We benchmarked the IIW test against the widely-used Likelihood Ratio (LR) test, test. A key finding is that, in small samples, tests based on the IIW test have much greater power than those based on the LR test. This finding is at first sight puzzling as the LR test can be transformed into a standard Wald test, which in turn can be obtained by indirect inference using the unrestricted variance matrix of the auxiliary model coefficients estimated on the data. We attempted to explain why this result occurs.

We find that the difference in power in small samples of the two tests can be attributed to two things. First, for the LR test the autoregressive processes of the structural errors are normally re-estimated when carrying out the test. This ‘brings the model back on track’ and as a result undermines the power of this test as it is, in effect, based on the relative accuracy of one-step ahead forecasts compared with those obtained from an auxiliary VAR model.

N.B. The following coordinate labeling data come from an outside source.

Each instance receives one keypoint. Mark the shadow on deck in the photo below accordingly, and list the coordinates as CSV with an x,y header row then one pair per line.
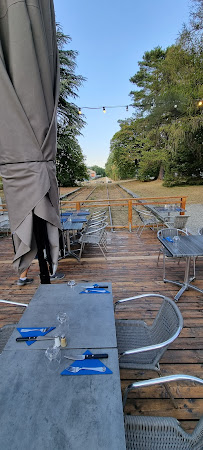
x,y
131,266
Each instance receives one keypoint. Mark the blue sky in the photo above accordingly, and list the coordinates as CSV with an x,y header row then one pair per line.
x,y
111,36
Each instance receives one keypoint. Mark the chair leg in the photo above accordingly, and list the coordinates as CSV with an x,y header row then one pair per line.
x,y
102,251
164,266
81,249
158,257
168,391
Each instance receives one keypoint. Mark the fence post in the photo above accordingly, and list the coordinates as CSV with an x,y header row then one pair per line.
x,y
130,215
182,205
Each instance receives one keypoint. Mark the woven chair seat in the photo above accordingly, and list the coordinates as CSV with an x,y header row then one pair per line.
x,y
164,433
136,334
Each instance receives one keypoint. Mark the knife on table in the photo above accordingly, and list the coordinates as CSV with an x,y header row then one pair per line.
x,y
34,338
95,287
92,356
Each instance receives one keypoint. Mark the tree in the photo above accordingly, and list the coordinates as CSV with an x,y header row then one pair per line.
x,y
99,170
70,163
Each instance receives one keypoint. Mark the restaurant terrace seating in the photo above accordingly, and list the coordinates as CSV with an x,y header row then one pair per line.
x,y
151,432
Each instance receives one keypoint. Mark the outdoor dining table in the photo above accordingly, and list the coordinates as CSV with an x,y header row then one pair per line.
x,y
71,226
187,246
42,409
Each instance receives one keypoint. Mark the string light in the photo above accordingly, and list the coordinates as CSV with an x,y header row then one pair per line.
x,y
104,108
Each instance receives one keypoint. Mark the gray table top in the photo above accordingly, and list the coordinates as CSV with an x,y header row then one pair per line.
x,y
43,410
91,317
190,245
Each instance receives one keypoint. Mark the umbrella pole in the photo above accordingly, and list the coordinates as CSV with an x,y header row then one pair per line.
x,y
39,232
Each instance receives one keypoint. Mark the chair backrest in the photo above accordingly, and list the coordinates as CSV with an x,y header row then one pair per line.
x,y
166,327
170,232
146,432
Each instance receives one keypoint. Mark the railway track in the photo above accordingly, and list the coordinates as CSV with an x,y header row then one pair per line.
x,y
117,215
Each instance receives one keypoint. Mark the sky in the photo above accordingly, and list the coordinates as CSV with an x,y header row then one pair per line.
x,y
111,36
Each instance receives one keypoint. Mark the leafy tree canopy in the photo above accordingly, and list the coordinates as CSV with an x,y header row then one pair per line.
x,y
98,170
165,134
70,163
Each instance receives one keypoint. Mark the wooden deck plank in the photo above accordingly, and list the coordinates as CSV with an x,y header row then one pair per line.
x,y
132,268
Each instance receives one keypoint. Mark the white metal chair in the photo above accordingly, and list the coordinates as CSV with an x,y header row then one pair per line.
x,y
96,236
160,433
141,346
169,232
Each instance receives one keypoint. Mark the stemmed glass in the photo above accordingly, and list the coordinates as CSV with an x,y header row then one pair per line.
x,y
53,358
63,323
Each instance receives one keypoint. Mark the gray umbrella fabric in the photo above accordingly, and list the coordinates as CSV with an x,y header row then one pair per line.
x,y
29,87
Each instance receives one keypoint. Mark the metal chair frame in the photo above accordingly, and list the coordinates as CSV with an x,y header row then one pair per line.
x,y
141,346
148,432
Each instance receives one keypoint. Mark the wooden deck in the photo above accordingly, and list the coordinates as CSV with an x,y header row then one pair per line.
x,y
131,266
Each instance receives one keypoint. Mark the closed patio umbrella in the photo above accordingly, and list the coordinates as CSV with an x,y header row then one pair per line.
x,y
29,85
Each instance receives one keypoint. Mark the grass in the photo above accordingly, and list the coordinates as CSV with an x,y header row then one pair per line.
x,y
155,188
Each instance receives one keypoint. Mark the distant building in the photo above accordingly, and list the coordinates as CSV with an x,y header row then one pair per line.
x,y
92,174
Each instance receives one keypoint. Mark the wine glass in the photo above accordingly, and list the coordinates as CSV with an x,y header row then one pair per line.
x,y
63,323
53,358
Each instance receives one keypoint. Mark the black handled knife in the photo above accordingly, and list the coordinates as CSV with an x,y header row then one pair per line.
x,y
33,338
93,356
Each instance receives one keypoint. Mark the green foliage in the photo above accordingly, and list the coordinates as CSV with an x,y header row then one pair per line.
x,y
70,160
99,170
166,133
70,167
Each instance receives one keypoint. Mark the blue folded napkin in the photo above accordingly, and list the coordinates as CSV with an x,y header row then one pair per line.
x,y
34,331
87,363
94,291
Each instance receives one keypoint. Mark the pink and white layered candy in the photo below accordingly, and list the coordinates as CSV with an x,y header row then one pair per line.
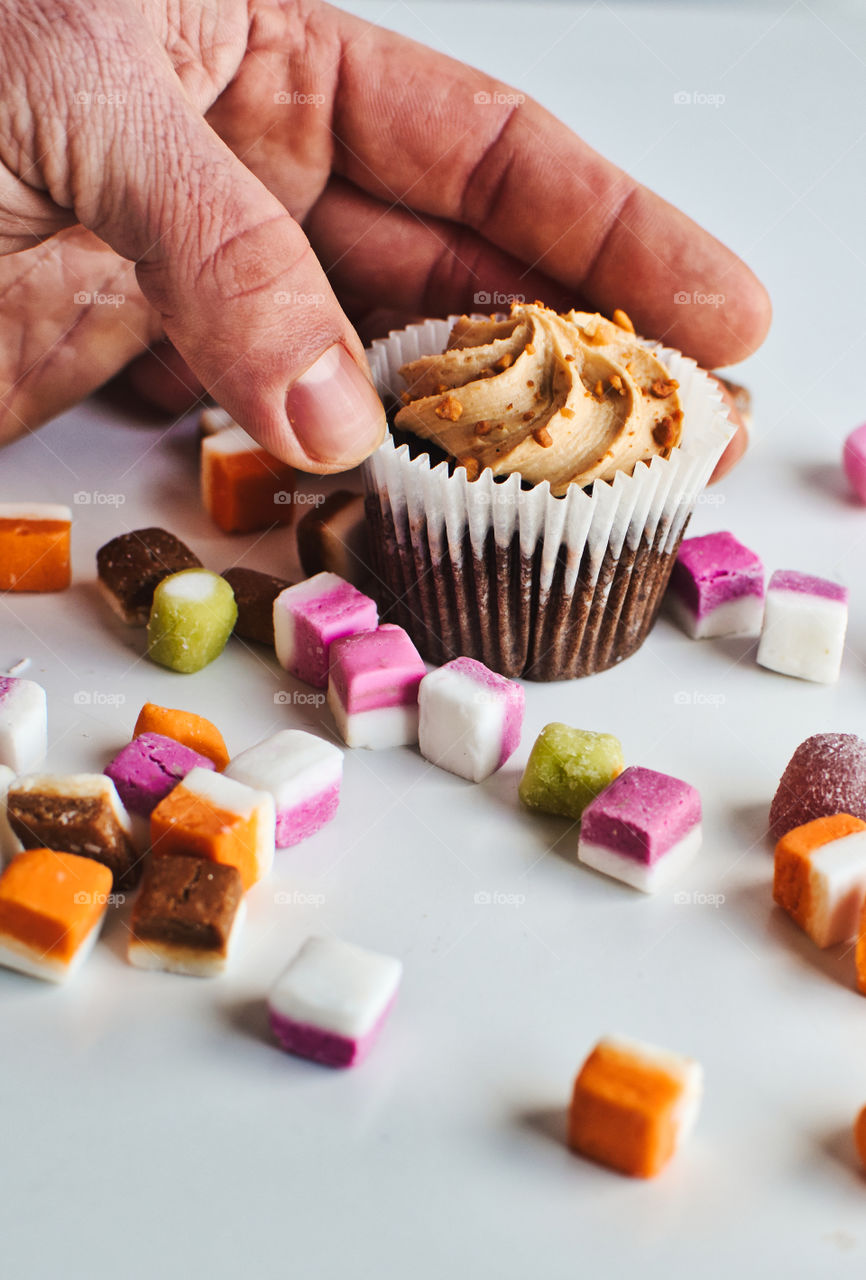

Second, additional power of the IIW test arises from its use of the restricted variance matrix of the auxiliary model’s coefficients, determined from data simulated using the restrictions on the DSGE model. These may give both give more precise estimates of these coefficients and provide further features of the model to test. The greater the degree of over-identification of the DSGE model, the stronger this effect. This suggests that for a complex, highly restricted, model like that of Smets and Wouters, the power of the Indirect Inference Wald test can be made very high even in small samples. Because a test of all of the properties of a DSGE model is likely to lead to its rejection, it is preferable to focus on particular features of the model and their implications for the data. This is where the IIW test can flexibly be tailored to optimise the ratio of power to tractability.

In sum, we find that the IIW test can become a formidable weapon in the armoury of the users of macro models, enabling them to estimate a model that can pass the test when suitably focused and then to check its reliability in use against such potential inaccuracy as cannot be ruled out by the power of the test.